- Directed by: Peter Graham Scott
- Written by: Dennis Vance Peter Graham Scott
- Produced by: John Croydon
- Starring: Donald Peers Dodo Watts
- Cinematography: Gerald Gibbs
- Edited by: Eric Hodges
- Music by: Denis Moonan
- Production company: Harold Huth Productions
- Distributed by: British Lion Films
- Release date: February 1952;
- Running time: 78 minutes
- Country: United Kingdom
- Language: English

= Sing Along with Me =

1952 film by Peter Graham Scott

Sing Along with Me is a 1952 British musical film directed by Peter Graham Scott and starring Donald Peers, Dodo Watts and Dennis Vance. The screenplay concerns a grocer, played by Donald Peers, who wins a radio singing competition and is signed to a lucrative contract.
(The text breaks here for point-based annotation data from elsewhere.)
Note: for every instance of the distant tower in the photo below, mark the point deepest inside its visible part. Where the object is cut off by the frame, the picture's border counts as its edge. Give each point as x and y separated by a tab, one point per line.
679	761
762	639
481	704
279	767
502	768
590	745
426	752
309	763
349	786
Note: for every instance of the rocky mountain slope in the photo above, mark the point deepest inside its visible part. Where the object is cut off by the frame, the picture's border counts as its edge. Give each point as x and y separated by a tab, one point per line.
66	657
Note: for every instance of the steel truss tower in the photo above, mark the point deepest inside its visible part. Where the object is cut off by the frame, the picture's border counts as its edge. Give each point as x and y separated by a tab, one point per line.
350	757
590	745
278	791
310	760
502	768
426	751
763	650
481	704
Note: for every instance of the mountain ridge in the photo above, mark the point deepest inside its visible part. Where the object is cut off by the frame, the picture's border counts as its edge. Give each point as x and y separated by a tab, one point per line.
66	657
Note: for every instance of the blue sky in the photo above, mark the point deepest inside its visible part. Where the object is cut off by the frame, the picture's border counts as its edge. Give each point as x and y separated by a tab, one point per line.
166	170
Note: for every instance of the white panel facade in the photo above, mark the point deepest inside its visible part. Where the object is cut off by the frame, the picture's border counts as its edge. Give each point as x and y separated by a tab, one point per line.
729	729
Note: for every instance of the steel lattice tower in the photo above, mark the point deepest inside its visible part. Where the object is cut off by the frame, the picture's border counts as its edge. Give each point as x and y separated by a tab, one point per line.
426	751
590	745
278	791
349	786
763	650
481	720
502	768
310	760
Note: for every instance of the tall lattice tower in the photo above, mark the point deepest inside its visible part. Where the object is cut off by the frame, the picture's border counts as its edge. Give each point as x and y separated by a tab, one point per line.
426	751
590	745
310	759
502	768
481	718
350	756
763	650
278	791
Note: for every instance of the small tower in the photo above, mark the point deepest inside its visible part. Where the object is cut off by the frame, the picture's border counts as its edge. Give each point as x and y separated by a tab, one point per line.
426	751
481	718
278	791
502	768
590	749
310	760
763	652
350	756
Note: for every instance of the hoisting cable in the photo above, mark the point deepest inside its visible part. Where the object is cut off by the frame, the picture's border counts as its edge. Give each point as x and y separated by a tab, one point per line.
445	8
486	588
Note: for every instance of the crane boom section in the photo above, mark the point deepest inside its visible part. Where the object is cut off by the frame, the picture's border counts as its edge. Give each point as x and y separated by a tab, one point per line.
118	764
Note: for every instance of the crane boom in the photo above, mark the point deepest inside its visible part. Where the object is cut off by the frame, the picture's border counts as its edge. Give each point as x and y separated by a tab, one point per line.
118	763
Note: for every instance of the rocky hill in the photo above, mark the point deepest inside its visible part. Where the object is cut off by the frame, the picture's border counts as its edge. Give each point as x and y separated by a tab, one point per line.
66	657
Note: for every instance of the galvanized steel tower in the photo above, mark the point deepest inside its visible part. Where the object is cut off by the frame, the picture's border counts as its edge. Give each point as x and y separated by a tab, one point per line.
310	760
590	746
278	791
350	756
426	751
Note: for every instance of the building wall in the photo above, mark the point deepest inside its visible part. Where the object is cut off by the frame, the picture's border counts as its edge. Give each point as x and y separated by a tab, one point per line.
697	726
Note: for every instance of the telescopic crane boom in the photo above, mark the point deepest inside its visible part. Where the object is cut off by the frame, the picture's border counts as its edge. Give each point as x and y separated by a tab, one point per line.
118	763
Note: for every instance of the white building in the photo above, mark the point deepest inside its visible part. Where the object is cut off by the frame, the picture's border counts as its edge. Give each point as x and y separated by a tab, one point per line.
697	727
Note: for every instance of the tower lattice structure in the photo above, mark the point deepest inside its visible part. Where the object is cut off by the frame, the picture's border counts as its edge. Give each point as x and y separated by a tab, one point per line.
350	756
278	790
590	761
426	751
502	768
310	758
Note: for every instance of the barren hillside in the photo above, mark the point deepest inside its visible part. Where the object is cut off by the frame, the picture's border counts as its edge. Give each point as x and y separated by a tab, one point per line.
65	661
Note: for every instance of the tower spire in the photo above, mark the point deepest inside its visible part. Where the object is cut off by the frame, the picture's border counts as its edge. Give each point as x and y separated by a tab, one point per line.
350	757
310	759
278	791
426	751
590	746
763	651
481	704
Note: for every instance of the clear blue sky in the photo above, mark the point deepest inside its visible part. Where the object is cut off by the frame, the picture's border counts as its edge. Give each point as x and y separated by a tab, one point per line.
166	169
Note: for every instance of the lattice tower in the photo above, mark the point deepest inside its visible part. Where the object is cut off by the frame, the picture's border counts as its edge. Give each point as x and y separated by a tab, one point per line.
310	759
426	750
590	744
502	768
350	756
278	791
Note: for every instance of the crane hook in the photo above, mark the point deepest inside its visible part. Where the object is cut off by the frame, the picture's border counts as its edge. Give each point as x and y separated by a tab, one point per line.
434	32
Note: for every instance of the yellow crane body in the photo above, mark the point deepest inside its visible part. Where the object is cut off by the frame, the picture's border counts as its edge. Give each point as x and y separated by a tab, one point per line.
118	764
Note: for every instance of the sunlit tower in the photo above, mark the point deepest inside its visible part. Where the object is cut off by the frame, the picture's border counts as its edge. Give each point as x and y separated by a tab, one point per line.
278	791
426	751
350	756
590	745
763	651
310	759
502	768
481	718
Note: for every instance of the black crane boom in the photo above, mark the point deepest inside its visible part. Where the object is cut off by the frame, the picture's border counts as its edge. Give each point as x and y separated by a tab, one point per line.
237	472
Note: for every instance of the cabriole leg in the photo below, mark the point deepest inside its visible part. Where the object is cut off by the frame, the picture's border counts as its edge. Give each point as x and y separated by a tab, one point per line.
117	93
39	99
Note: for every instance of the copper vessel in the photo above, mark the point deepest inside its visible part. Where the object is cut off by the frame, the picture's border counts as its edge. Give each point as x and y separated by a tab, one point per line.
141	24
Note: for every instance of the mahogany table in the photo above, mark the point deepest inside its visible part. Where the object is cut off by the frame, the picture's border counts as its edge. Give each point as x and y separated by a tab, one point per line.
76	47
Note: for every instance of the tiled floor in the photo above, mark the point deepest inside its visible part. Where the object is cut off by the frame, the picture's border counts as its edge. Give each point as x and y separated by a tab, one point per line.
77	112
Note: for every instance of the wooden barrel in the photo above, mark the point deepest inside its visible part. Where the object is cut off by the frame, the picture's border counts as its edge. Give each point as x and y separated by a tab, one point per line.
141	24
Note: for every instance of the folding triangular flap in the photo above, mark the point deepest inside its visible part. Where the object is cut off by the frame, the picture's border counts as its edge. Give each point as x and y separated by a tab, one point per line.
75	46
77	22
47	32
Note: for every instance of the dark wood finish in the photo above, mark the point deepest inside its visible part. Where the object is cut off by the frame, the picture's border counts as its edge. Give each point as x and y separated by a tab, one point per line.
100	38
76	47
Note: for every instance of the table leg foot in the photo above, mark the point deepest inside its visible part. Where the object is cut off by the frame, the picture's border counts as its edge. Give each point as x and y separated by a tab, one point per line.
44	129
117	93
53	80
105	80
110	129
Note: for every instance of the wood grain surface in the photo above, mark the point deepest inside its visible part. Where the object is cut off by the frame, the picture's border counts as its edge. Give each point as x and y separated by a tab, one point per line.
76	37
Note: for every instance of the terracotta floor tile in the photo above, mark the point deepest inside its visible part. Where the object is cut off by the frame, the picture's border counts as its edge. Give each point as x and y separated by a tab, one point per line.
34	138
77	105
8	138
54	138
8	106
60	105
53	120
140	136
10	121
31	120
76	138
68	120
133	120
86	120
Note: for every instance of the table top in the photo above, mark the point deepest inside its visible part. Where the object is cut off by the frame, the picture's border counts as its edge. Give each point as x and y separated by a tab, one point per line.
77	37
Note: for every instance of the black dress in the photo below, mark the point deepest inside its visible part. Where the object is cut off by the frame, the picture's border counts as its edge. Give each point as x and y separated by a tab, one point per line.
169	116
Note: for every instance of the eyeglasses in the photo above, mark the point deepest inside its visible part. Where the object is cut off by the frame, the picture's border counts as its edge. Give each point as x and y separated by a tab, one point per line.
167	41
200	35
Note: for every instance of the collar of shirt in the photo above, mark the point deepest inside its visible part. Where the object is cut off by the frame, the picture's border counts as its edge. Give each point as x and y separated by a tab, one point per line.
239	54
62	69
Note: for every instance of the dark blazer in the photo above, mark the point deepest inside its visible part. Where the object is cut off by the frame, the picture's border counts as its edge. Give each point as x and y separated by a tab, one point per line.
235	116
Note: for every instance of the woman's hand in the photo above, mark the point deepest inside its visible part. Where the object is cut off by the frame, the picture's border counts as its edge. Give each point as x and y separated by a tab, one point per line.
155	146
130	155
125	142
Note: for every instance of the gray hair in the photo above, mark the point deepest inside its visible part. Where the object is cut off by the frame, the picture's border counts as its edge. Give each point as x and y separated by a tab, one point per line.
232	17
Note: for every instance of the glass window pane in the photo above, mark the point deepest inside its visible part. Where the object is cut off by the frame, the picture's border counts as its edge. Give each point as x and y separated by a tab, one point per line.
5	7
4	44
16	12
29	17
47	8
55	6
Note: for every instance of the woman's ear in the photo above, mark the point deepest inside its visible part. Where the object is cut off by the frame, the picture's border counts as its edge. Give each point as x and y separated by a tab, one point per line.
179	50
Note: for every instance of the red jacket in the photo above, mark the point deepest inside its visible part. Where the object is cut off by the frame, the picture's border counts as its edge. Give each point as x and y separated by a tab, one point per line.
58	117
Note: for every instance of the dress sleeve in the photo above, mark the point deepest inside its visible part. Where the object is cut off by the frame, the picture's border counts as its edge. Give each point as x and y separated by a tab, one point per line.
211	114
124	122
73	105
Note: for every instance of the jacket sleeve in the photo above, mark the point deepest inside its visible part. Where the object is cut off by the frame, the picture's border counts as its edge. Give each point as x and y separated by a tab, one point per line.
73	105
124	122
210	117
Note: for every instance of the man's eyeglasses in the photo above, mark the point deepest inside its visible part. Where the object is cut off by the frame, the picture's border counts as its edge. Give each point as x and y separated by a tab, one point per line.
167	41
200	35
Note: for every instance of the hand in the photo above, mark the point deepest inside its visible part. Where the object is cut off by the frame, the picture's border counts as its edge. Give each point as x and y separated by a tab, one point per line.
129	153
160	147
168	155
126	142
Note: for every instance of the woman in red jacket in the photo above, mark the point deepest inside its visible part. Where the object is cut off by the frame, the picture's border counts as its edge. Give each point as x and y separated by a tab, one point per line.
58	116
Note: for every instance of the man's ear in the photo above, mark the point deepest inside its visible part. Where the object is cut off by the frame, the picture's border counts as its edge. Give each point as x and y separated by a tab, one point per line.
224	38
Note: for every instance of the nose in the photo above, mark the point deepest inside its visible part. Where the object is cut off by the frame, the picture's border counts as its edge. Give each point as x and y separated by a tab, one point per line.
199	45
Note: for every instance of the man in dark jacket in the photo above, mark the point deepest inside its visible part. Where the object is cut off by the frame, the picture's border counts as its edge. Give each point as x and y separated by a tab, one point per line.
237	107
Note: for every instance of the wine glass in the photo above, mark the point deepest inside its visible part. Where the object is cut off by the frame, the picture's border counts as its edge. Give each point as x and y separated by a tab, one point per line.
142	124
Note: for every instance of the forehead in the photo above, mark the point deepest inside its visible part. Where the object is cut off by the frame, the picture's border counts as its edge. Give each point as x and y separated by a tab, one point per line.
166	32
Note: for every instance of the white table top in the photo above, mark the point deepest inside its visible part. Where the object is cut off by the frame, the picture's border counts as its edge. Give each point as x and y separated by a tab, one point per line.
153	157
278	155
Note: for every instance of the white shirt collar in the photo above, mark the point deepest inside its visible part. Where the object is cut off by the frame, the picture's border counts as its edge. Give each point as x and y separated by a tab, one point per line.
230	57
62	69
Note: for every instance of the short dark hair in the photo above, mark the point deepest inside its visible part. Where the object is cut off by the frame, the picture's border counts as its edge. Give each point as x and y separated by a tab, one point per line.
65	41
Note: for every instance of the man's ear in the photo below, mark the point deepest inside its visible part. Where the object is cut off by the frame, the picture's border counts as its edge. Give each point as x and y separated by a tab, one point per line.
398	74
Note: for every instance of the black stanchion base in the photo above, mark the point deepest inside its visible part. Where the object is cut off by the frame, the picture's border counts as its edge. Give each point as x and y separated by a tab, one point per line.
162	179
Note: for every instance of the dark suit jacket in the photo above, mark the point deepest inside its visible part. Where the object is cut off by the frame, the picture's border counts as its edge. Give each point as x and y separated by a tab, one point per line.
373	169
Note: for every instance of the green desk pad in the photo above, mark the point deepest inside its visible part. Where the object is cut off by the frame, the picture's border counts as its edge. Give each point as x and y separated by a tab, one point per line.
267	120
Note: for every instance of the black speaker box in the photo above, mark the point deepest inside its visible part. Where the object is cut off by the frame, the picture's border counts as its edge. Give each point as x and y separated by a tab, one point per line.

The film was mainly a vehicle for Peers who was at the peak of his career at that time. He sang "Take My Heart", "If You Smile at the Sun", "Hoop Diddle-i-do-ra-li-ay", "Down at the Old Village Hall" and "I Left My Heart in a Valley in Wales".

==Cast==
- Donald Peers as David Parry
- Dodo Watts as Gwynneth Evans
- Dennis Vance as Harry Humphries
- Jill Clifford as Shelia
- Mercy Haystead as Gloria
- Cyril Chamberlain as Jack Bates
- Humphrey Morton as Syd Maxton
- George Curzon as Mr Palmer
- Leonard Morris as Uncle Ebeneezer

==Reception==
The review in Kinematograph Weekly stated "The picture presents Donald Peers with a simple yet effective vehicle for his screen debut, and he returns the compliment by easily adapting his flawless stage, radio and TV technique to the even more exacting demands of the "flicks." His friendly approach offsets his years, close-ups hold no terror for him, and, like the experienced trouper he is, he sees that all the ditties have rousing choruses."